The hydroxide ion concentration \( [\mathrm{OH}^-] \) is a vital aspect when examining solutions with basic tendencies. It tells us about the actual amount of hydroxide ions present in a solution. By finding the pOH, one can determine the hydroxide ion concentration using the equation \( \text{pOH} = -\log[\mathrm{OH}^-] \).

• In the exercise, we achieved a pOH of 3.00, allowing for the calculation \[ [\mathrm{OH}^-] = 10^{-3.00} = 1.0 \times 10^{-3} \text{ M}. \]

This reveals the amount of hydroxide ions contributing to the basic nature of the solution. Precisely knowing the \( [\mathrm{OH}^-] \) concentration helps to analyze a solution's overall alkalinity.

Base ionization

Base ionization refers to the process where a base reacts with water to form hydroxide ions. This occurs when molecules of the base, like hydrazine \( \mathrm{N}_2\mathrm{H}_4 \), interact with water molecules, resulting in the dissociation to yield hydroxide ions \( [\mathrm{OH}^-] \), as shown in the chemical equation:

• \( \mathrm{N}_2\mathrm{H}_4 + \mathrm{H}_2\mathrm{O} \rightleftharpoons \mathrm{N}_2\mathrm{H}_5^{+} + \mathrm{OH}^- \)
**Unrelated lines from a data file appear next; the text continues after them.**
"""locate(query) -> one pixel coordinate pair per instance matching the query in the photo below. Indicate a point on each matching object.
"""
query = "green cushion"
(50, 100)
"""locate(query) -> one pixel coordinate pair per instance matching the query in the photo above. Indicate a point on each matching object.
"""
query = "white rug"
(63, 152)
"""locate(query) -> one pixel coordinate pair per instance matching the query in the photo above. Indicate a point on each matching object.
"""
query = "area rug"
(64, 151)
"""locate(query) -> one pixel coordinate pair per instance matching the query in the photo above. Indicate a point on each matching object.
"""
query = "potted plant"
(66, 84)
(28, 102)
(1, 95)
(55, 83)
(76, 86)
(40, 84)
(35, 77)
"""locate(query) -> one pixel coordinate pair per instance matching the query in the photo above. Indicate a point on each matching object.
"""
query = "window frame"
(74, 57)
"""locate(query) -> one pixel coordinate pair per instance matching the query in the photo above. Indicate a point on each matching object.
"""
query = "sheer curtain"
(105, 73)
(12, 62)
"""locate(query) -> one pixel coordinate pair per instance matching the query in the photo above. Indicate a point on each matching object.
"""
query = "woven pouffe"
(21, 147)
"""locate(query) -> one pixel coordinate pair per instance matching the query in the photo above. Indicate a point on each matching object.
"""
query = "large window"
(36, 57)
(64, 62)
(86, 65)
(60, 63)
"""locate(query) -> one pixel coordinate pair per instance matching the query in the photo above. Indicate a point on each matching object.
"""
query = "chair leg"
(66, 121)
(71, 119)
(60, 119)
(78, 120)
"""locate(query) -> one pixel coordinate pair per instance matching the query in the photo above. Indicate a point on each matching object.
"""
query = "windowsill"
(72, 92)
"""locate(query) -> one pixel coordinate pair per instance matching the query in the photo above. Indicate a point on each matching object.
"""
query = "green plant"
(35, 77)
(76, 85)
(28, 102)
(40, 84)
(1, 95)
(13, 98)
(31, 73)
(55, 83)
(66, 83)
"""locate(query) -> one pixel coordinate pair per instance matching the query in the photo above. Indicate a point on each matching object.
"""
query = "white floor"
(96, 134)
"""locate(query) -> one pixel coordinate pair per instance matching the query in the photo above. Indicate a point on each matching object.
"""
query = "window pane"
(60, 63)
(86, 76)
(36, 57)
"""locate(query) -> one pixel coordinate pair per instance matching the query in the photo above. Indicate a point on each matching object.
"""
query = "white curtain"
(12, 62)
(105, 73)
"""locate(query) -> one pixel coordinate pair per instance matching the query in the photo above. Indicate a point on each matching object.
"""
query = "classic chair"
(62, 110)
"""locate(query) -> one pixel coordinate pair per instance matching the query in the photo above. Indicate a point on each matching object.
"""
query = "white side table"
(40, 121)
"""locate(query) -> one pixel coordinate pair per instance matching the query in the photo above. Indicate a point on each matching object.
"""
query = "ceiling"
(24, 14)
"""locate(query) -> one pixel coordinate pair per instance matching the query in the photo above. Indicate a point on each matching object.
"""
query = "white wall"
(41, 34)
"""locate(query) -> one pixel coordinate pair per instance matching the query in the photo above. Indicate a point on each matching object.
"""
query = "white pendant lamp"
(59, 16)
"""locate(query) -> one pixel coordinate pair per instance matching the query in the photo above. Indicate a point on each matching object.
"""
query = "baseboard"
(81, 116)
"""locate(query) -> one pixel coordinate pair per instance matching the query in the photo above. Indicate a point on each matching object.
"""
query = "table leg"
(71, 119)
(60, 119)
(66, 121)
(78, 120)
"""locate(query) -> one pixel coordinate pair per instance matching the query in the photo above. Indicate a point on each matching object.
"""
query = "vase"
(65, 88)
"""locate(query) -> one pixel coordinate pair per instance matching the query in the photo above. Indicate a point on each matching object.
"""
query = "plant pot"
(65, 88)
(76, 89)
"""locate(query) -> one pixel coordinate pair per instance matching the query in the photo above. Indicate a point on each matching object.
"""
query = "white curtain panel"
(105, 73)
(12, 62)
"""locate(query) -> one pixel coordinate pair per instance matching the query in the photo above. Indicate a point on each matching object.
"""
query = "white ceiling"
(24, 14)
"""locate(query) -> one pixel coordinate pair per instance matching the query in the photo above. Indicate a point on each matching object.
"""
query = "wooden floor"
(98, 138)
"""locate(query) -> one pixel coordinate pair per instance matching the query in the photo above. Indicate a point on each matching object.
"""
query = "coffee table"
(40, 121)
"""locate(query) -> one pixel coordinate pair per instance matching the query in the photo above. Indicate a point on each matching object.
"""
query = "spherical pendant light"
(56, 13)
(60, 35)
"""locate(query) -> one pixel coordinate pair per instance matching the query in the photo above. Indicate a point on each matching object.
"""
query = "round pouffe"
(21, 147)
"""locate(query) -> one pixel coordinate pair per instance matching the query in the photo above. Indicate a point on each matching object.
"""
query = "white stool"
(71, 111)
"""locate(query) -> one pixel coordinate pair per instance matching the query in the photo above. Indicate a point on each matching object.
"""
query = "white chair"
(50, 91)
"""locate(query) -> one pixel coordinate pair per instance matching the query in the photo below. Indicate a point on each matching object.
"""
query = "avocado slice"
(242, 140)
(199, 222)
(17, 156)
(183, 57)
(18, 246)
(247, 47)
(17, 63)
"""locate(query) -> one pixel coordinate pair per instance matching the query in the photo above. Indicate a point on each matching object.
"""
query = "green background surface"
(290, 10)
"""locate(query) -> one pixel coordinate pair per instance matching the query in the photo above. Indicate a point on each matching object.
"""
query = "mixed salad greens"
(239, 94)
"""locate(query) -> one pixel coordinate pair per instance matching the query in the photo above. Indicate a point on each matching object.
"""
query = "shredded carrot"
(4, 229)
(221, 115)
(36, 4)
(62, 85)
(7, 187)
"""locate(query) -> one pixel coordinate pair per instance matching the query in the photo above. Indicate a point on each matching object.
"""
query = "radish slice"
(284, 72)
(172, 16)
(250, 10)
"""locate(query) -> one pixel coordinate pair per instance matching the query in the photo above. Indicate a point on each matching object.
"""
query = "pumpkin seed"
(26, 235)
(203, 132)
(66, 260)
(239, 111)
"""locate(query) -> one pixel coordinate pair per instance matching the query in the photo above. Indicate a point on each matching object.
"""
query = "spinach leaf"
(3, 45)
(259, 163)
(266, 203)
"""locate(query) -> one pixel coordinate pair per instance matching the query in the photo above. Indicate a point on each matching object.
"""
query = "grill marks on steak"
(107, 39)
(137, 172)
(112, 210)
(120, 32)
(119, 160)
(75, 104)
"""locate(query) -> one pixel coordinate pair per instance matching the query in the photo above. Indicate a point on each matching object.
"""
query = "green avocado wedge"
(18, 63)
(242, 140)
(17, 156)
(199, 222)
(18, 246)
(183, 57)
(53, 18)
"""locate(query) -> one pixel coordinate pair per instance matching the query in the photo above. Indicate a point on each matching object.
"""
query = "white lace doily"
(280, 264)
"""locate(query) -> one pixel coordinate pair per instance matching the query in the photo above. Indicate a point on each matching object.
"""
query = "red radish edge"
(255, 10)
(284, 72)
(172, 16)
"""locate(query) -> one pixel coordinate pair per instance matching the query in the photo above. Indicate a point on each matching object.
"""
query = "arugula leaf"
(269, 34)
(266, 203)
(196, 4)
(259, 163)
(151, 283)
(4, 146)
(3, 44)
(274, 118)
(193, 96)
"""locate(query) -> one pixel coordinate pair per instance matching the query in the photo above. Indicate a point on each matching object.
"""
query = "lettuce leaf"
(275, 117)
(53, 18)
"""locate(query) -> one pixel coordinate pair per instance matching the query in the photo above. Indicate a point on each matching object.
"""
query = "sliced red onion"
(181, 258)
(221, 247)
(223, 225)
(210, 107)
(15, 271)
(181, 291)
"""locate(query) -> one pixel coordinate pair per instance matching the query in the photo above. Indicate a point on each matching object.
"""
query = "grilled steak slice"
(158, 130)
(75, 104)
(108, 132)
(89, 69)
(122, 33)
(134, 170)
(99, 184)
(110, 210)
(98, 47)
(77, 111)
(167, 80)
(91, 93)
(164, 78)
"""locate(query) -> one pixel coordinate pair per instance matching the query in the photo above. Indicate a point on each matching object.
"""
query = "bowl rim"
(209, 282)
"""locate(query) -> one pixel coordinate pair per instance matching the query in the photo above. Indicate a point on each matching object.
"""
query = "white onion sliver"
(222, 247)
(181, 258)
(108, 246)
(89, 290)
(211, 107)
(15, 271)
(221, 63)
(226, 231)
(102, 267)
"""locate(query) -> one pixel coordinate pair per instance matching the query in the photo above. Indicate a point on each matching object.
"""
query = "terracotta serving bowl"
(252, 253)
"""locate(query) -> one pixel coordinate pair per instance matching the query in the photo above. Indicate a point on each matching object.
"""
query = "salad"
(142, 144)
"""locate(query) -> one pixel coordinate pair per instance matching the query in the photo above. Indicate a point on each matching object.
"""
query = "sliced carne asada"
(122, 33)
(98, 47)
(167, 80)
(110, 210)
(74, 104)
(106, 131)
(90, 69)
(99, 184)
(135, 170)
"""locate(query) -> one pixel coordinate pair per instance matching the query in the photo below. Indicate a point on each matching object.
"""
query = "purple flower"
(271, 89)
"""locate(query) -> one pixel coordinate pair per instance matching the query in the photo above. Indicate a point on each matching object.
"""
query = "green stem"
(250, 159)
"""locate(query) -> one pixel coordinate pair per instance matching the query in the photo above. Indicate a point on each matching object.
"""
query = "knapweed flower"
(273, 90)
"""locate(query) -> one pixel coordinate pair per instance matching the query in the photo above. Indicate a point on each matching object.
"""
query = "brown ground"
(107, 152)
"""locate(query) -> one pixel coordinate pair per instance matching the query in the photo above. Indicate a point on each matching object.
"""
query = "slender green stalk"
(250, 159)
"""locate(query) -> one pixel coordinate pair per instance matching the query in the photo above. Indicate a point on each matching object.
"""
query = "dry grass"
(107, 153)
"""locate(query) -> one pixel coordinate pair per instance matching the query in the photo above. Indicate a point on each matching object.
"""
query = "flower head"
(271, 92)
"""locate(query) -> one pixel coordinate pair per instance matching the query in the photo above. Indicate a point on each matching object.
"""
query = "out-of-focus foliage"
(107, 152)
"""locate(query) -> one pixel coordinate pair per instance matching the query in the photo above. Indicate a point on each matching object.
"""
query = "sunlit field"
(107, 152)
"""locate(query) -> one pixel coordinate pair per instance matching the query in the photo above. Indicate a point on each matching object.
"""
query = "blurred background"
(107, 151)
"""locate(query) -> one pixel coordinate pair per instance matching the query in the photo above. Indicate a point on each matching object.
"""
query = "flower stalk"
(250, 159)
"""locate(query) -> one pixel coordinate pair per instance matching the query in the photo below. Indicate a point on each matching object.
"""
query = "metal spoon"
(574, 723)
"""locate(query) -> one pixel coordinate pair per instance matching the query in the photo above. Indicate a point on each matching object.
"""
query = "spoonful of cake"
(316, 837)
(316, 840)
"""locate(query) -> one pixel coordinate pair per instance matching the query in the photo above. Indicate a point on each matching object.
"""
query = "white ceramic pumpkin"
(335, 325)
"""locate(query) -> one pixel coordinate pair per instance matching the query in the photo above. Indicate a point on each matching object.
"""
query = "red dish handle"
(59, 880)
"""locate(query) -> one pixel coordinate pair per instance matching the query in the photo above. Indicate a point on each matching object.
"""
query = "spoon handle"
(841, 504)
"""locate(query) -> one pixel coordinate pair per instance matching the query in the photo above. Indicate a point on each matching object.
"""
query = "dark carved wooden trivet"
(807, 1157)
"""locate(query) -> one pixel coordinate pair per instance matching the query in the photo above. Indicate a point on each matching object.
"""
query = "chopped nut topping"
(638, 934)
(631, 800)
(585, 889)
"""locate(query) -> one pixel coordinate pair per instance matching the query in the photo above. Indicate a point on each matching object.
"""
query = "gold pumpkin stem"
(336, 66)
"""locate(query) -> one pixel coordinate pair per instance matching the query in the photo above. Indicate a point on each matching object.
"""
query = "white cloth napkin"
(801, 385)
This process increases the solution's pH, rendering it basic.
Ionization strength is quantified by the ionization constant \( K_b \), which is pivotal in understanding the capacity of a base to dissociate in water. The strength and behavior of hydrazine as a weak base can be analyzed through its ionization constant, aiding in identifying its efficiency and reactivity within chemical systems.

Equilibrium concentration

Equilibrium concentration describes the concentrations of all species in a reaction that remains constant over time at equilibrium. In a base ionization reaction, like that of hydrazine, it's crucial to establish the equilibrium concentrations of the reactants and products to understand the system's stability.
Initially, hydrazine has a concentration of 0.139 M. After ionization, the concentration of various species at equilibrium is derived. The given exercise reveals:

• \([\mathrm{OH}^-] = x = 1.0 \times 10^{-3} \text{ M}\)
• \([\mathrm{N}_2\mathrm{H}_5^{+}] = x = 1.0 \times 10^{-3} \text{ M}\)
• \([\mathrm{N}_2\mathrm{H}_4] \approx 0.139\)

Balancing these values helps calculate the ionization constant \( K_b \). Comprehension of equilibrium concentration is imperative in evaluating how the system adapts over time, especially when subjected to changes.